Understood. And just second, with respect to the land-based business, you mentioned earlier a considerable land bank, and I want to make sure I interpreted your comment properly. I took it to mean that there is real estate value within the land-based properties as it exists today that you could use to fund either Chicago or other improvements or other capital expenditures within the land-based portfolio. Is that how you're thinking about it? Yeah, you understood it correctly.
Okay, perfect. Thank you. Thanks, David.
Thank you again for the question. Please press star one to join the queue. Our next question comes from Steven Grambling with Goldman Sachs.
Hi, thanks. Maybe another follow-up just on the tender. I guess determine the magnitude, the 300 to 500. I guess why was that the appropriate range?
Yeah, I mean, that was where the board felt a good amount was, but we can't comment more than that.
And is the tender offer, you know, kind of the ultimate end result of that review, or would you say that there's also other opportunities that you could think about that are still being evaluated?
This is the ultimate end of the review. You know, the board is always evaluating ways to drive long-term shareholder value.
Great. Thanks. That's it for me.
Thank you. Our next question comes from Jeff Stanchel with Stifle.

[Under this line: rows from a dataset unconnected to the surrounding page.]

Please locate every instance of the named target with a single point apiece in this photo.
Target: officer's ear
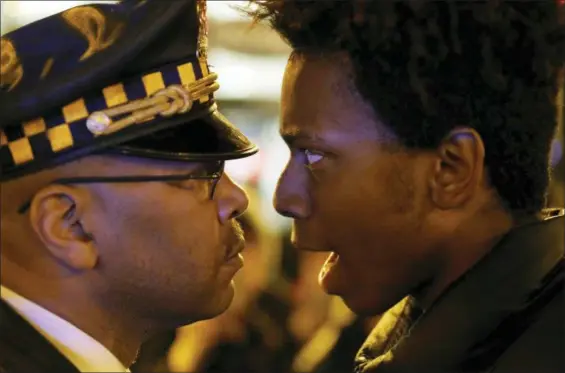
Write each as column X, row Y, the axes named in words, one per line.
column 459, row 169
column 55, row 215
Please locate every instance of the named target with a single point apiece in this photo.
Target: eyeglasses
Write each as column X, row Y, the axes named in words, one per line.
column 212, row 172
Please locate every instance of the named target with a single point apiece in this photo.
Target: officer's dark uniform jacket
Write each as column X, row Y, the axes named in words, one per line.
column 506, row 314
column 130, row 79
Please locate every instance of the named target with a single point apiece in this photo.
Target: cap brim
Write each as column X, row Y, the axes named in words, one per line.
column 210, row 137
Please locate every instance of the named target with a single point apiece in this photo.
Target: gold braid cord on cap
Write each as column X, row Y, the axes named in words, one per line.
column 203, row 29
column 172, row 100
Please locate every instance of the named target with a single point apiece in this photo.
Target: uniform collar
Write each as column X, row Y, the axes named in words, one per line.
column 502, row 283
column 84, row 352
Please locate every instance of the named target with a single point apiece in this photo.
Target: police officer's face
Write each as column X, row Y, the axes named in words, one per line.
column 347, row 193
column 165, row 247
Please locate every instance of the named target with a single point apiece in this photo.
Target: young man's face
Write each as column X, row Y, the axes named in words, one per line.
column 349, row 193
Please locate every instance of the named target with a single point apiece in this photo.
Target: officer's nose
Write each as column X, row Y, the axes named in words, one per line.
column 232, row 199
column 291, row 197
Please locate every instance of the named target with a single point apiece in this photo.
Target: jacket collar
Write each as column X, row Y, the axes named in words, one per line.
column 26, row 349
column 501, row 283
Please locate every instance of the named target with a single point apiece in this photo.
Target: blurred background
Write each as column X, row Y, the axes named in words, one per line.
column 280, row 320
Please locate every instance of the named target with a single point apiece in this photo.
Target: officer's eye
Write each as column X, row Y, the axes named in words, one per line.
column 312, row 157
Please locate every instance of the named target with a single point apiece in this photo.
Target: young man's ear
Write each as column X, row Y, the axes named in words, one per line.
column 459, row 168
column 55, row 215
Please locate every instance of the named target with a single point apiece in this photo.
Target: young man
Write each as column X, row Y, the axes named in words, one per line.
column 117, row 221
column 419, row 134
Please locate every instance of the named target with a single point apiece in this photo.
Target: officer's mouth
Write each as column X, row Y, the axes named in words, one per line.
column 234, row 252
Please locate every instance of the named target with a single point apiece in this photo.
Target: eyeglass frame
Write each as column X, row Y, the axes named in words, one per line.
column 214, row 177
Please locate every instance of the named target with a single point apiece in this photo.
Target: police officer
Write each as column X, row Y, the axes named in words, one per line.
column 117, row 218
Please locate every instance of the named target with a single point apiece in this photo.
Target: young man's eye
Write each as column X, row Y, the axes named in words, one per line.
column 312, row 157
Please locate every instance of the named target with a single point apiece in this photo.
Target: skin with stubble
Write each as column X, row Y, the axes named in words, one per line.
column 122, row 261
column 395, row 221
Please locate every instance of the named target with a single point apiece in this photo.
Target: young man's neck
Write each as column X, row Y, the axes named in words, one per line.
column 466, row 246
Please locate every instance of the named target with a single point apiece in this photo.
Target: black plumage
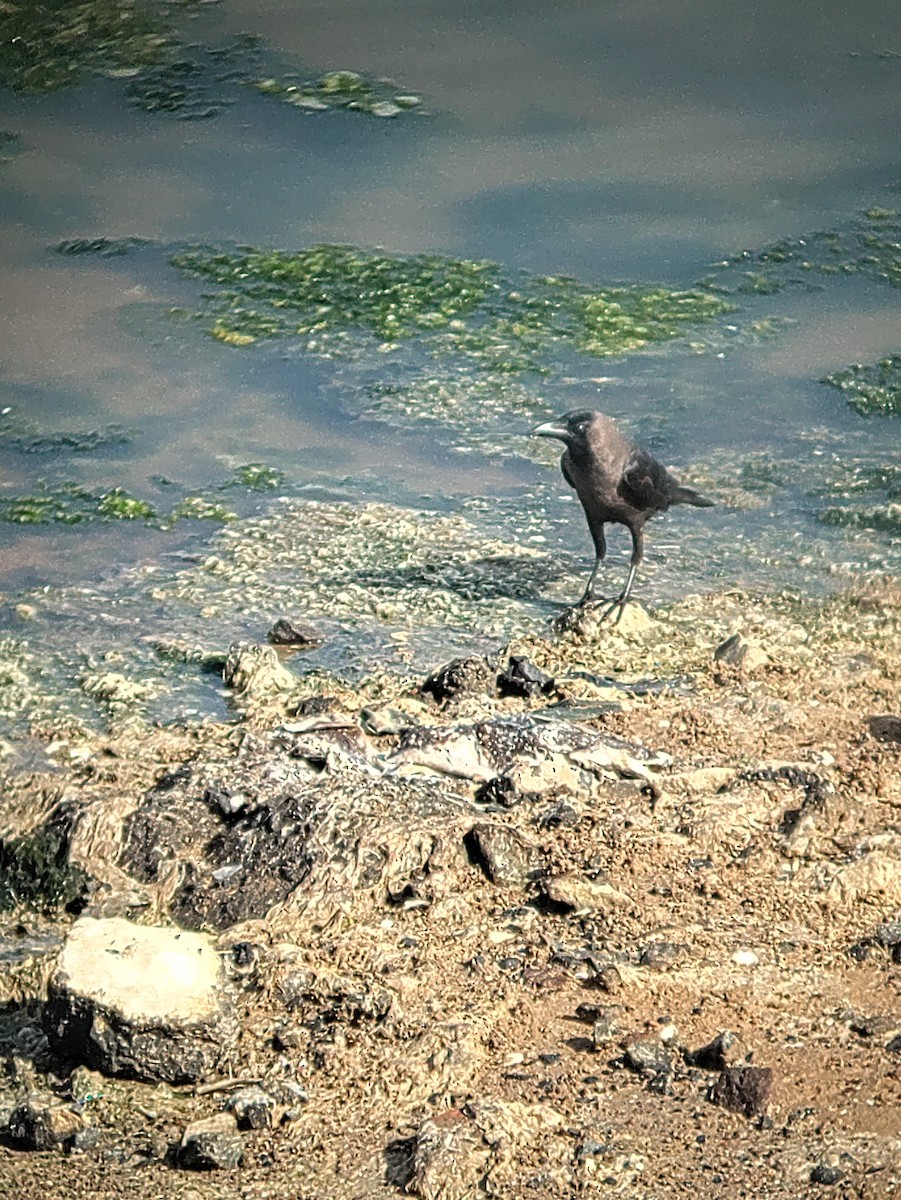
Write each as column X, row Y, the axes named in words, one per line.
column 617, row 481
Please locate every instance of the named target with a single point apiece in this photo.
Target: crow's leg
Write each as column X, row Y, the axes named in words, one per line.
column 637, row 556
column 600, row 550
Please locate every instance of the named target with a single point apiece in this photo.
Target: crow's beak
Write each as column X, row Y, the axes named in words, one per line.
column 551, row 430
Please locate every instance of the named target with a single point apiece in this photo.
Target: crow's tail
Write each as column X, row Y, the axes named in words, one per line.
column 689, row 496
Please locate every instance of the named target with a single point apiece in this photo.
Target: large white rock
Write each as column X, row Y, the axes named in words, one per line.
column 142, row 1001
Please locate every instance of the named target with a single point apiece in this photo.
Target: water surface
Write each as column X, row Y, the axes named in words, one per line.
column 630, row 143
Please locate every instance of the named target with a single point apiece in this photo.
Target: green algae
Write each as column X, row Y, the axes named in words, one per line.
column 50, row 504
column 340, row 89
column 70, row 503
column 869, row 246
column 104, row 247
column 872, row 390
column 454, row 306
column 56, row 43
column 277, row 293
column 10, row 145
column 48, row 46
column 18, row 433
column 202, row 508
column 256, row 477
column 118, row 505
column 35, row 870
column 876, row 517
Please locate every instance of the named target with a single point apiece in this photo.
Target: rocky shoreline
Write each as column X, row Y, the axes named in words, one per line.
column 616, row 911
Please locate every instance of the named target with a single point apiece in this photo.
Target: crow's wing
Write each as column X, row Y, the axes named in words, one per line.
column 646, row 484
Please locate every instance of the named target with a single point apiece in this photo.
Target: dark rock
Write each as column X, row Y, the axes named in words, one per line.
column 880, row 1029
column 523, row 678
column 716, row 1055
column 314, row 706
column 508, row 858
column 211, row 1144
column 42, row 1122
column 660, row 955
column 560, row 816
column 889, row 933
column 886, row 727
column 252, row 1108
column 824, row 1174
column 606, row 1029
column 383, row 721
column 457, row 677
column 226, row 802
column 293, row 633
column 648, row 1057
column 743, row 1090
column 500, row 790
column 85, row 1140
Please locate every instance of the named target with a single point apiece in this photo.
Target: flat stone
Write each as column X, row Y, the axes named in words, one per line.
column 742, row 653
column 583, row 894
column 211, row 1144
column 42, row 1122
column 509, row 859
column 139, row 1001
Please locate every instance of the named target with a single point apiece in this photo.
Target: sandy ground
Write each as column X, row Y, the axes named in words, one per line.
column 474, row 1036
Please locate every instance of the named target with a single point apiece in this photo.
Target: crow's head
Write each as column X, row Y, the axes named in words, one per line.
column 571, row 427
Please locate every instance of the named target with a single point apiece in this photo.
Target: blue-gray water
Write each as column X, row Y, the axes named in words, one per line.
column 630, row 142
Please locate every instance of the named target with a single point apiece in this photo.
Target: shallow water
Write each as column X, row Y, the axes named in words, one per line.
column 618, row 144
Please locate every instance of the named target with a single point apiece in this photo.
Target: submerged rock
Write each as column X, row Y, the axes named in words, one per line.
column 139, row 1001
column 509, row 858
column 457, row 677
column 738, row 652
column 523, row 678
column 485, row 749
column 211, row 1144
column 42, row 1122
column 256, row 673
column 293, row 633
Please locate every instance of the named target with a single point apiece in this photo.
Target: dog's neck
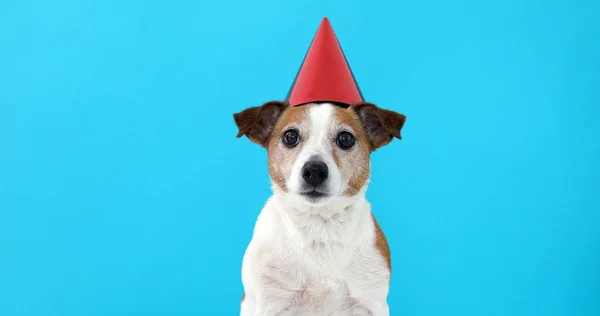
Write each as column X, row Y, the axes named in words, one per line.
column 333, row 224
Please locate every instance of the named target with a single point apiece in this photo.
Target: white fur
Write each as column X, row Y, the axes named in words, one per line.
column 315, row 259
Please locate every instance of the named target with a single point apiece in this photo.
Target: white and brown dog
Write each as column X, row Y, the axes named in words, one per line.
column 316, row 248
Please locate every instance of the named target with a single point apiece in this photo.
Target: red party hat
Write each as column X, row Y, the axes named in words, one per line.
column 325, row 75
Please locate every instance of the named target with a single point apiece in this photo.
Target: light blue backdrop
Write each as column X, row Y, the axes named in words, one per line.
column 123, row 190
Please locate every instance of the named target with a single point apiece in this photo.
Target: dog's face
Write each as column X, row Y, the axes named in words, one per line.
column 319, row 152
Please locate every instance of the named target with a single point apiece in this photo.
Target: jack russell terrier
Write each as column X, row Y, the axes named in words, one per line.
column 317, row 249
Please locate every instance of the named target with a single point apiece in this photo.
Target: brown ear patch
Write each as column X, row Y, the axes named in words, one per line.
column 382, row 245
column 380, row 125
column 258, row 122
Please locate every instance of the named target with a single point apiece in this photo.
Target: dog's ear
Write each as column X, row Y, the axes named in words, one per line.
column 258, row 122
column 380, row 125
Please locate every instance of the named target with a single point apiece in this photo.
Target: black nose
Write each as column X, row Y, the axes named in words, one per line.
column 315, row 172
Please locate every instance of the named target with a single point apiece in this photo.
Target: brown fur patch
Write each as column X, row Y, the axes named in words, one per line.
column 281, row 158
column 355, row 162
column 382, row 245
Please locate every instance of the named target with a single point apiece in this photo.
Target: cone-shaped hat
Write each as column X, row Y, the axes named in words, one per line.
column 325, row 75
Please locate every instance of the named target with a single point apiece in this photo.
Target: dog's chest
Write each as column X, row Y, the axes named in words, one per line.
column 321, row 270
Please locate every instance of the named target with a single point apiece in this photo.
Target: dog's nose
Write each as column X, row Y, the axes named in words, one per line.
column 315, row 172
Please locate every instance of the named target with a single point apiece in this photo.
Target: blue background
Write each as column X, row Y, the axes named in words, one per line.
column 123, row 190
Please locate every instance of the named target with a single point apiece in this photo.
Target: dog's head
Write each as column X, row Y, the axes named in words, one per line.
column 319, row 151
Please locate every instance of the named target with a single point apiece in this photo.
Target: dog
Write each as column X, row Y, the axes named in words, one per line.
column 316, row 248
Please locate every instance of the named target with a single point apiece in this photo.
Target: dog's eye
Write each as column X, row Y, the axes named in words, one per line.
column 291, row 138
column 345, row 140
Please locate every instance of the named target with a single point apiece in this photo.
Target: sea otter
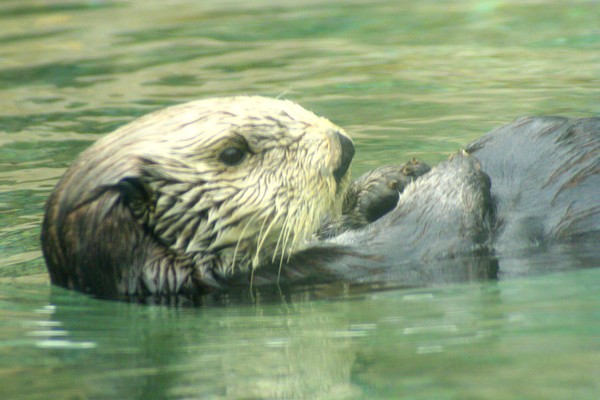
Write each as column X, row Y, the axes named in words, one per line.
column 218, row 193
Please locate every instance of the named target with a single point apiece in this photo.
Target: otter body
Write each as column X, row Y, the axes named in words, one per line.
column 211, row 195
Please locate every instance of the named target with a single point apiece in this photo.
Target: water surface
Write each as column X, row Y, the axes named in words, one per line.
column 405, row 79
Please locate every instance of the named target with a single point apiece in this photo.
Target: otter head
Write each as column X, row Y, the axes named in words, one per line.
column 226, row 184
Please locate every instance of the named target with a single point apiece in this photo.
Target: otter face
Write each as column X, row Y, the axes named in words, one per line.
column 233, row 182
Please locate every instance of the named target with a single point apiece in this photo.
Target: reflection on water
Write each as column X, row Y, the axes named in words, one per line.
column 405, row 79
column 509, row 340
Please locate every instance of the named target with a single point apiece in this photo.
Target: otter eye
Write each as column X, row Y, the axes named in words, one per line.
column 232, row 155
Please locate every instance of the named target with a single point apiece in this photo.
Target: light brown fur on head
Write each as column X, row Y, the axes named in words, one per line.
column 219, row 185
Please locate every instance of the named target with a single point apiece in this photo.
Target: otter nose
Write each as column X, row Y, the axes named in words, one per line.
column 346, row 157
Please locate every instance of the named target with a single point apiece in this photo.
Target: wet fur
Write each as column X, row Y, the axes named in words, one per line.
column 520, row 196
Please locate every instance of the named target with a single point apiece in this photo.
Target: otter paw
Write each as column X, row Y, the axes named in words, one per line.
column 377, row 192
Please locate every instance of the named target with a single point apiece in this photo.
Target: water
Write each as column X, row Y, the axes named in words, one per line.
column 405, row 79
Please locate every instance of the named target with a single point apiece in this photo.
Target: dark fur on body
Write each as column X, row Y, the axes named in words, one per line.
column 521, row 195
column 523, row 199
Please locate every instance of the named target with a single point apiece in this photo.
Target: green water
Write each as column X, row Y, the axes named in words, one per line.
column 405, row 79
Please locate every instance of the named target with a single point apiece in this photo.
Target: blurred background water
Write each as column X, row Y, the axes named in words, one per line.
column 405, row 79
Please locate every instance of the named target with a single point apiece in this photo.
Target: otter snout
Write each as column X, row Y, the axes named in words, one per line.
column 347, row 152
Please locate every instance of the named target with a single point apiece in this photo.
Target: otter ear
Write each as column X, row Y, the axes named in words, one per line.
column 136, row 195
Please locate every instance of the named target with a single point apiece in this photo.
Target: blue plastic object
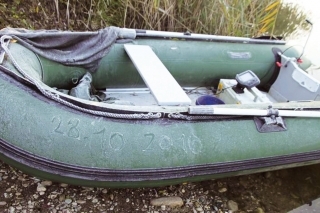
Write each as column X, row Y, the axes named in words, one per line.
column 208, row 100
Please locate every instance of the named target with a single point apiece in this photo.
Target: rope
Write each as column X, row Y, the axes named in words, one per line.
column 56, row 97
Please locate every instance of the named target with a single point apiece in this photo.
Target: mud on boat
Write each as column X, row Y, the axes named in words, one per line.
column 129, row 108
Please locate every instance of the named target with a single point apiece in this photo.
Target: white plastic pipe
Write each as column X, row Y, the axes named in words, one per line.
column 209, row 110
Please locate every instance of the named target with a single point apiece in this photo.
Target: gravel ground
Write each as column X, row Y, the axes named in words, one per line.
column 278, row 191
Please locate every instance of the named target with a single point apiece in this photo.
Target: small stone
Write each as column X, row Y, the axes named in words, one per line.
column 233, row 206
column 68, row 201
column 12, row 209
column 81, row 201
column 62, row 197
column 222, row 190
column 64, row 185
column 267, row 174
column 111, row 196
column 41, row 188
column 258, row 210
column 167, row 201
column 46, row 183
column 199, row 209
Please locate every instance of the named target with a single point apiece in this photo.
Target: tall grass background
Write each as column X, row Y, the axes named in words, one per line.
column 247, row 18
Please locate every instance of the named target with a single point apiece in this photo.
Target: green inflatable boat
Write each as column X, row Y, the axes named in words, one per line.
column 132, row 108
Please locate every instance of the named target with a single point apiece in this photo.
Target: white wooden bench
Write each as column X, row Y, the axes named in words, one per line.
column 163, row 86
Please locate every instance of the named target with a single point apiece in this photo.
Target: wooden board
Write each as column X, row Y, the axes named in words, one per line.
column 163, row 86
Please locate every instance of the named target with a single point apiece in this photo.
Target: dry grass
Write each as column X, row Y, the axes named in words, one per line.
column 221, row 17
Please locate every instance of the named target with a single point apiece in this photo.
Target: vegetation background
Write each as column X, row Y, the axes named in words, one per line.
column 249, row 18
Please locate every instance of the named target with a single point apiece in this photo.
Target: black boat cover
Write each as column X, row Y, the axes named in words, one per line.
column 83, row 49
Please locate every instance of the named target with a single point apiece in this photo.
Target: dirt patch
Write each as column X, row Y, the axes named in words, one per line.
column 277, row 191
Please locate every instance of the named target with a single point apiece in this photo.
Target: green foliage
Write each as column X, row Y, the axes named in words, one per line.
column 222, row 17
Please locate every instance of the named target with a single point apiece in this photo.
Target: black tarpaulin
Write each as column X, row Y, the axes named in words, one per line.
column 83, row 49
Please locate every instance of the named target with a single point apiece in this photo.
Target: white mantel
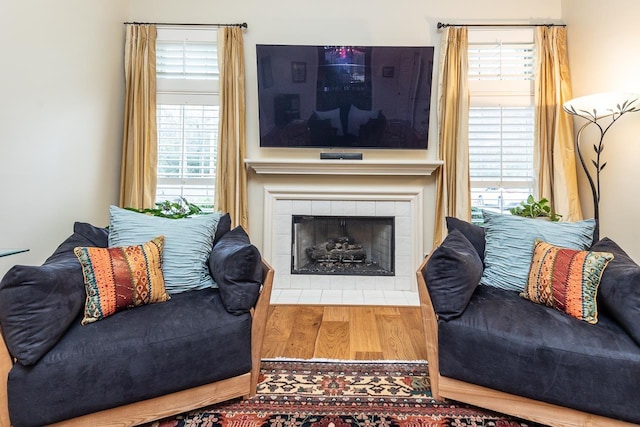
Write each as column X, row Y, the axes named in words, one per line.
column 343, row 167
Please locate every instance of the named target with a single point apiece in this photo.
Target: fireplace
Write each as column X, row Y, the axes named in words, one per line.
column 396, row 209
column 342, row 245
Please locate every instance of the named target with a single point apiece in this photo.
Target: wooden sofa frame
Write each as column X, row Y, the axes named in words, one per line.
column 517, row 406
column 175, row 403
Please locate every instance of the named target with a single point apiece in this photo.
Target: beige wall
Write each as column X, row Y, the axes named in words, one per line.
column 604, row 46
column 60, row 119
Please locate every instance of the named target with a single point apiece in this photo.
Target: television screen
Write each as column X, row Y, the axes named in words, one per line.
column 344, row 96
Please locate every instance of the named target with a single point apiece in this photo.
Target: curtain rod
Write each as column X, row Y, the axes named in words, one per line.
column 242, row 25
column 442, row 25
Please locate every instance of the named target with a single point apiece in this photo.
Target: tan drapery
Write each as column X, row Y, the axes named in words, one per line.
column 138, row 173
column 453, row 197
column 554, row 156
column 231, row 176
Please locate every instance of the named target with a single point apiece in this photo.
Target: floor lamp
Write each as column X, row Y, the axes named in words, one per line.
column 596, row 109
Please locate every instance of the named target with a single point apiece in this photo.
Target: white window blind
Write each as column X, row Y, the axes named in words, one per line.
column 187, row 114
column 501, row 117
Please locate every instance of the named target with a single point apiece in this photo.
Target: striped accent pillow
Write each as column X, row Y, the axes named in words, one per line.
column 566, row 279
column 119, row 278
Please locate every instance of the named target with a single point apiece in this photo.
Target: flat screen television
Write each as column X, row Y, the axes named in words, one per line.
column 344, row 96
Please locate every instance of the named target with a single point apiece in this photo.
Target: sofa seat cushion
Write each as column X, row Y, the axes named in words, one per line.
column 133, row 355
column 505, row 342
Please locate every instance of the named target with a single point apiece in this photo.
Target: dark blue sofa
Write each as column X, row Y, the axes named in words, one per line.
column 199, row 348
column 492, row 348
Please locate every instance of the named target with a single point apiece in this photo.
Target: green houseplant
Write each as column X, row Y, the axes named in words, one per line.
column 532, row 208
column 174, row 210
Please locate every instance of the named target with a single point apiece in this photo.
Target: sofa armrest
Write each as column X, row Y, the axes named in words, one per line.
column 430, row 322
column 259, row 323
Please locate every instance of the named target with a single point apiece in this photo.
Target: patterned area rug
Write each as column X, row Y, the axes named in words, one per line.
column 335, row 394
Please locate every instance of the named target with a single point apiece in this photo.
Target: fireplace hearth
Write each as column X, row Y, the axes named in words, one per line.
column 342, row 245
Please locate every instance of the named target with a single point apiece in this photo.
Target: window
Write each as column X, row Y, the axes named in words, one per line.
column 501, row 118
column 187, row 114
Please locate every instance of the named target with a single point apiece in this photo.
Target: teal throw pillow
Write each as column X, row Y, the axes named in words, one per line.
column 188, row 243
column 510, row 240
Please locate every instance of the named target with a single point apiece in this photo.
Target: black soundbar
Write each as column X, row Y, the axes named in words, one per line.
column 340, row 156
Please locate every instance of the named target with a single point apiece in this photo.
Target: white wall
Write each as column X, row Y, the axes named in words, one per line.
column 61, row 116
column 604, row 40
column 61, row 84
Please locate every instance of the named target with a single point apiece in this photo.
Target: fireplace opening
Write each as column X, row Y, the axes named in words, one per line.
column 343, row 245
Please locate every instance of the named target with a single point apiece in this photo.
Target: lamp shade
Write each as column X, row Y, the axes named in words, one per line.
column 596, row 106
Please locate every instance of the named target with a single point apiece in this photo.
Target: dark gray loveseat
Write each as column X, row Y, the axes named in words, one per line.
column 199, row 348
column 492, row 348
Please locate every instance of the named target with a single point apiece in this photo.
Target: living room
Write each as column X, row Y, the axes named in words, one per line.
column 67, row 166
column 67, row 75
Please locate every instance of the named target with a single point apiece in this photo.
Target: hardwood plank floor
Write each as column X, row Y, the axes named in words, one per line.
column 344, row 332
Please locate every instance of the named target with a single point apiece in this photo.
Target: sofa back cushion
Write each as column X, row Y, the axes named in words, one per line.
column 474, row 233
column 619, row 291
column 187, row 245
column 510, row 240
column 236, row 266
column 452, row 275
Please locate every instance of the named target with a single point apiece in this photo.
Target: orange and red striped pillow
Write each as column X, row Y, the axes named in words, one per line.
column 566, row 279
column 118, row 278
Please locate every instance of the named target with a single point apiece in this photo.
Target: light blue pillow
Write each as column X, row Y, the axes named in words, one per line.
column 510, row 240
column 188, row 243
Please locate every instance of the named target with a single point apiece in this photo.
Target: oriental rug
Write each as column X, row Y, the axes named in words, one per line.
column 341, row 394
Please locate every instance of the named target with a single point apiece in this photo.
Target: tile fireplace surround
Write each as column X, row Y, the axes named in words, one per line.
column 404, row 203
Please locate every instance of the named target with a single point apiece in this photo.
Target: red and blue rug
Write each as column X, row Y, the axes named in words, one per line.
column 341, row 394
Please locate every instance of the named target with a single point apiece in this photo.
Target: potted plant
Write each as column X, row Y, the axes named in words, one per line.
column 174, row 210
column 532, row 208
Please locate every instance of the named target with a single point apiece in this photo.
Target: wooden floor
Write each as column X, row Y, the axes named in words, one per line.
column 344, row 332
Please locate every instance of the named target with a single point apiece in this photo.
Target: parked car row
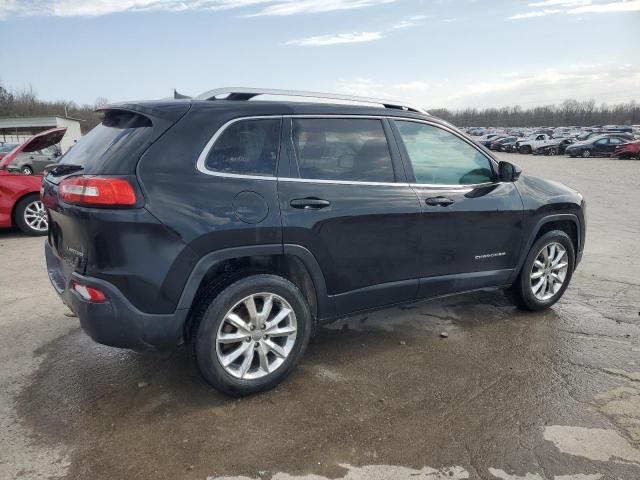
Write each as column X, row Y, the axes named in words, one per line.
column 574, row 142
column 21, row 167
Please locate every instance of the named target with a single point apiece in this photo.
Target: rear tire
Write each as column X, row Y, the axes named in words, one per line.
column 30, row 215
column 238, row 349
column 531, row 291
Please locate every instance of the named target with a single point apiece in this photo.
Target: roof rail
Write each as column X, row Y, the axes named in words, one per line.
column 241, row 93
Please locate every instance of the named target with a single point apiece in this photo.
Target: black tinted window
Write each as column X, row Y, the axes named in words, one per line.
column 248, row 147
column 114, row 146
column 439, row 157
column 342, row 149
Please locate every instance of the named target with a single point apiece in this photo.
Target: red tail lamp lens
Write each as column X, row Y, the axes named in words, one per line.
column 90, row 294
column 106, row 191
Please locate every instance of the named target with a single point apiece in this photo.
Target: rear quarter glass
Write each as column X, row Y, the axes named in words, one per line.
column 114, row 146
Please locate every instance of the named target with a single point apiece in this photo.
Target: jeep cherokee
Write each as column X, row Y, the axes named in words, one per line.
column 237, row 225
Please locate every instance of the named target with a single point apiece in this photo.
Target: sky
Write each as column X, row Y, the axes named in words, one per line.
column 435, row 53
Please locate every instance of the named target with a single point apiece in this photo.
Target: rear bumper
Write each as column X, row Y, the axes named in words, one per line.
column 115, row 322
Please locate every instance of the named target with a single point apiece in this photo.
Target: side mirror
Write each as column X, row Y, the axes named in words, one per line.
column 508, row 172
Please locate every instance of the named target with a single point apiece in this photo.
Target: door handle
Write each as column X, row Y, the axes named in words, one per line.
column 438, row 201
column 309, row 203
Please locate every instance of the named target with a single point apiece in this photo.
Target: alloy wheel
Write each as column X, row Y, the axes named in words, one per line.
column 35, row 216
column 549, row 271
column 256, row 336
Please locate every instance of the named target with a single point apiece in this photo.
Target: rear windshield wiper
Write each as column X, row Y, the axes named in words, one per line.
column 63, row 169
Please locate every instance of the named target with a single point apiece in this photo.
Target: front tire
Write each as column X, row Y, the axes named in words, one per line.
column 30, row 216
column 546, row 272
column 252, row 334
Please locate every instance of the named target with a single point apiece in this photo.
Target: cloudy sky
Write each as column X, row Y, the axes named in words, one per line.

Hey, thanks. I just want to circle back. You know, I just want to clarify and be crystal clear on the guide. So I don't think the biggest impact is FX, which is compositional and impacting revenue. You know, is it fair if revenues are at the low end, but that's all compositional, that the prior EBITDA guide is still squarely in line with how you were thinking about things back in Q4? Yeah, that's correct, Jeff. Just wanted to clarify on that. That's all for me. Thanks, guys. Thank you.
Thank you, ladies and gentlemen. This concludes today's event. You may now disconnect.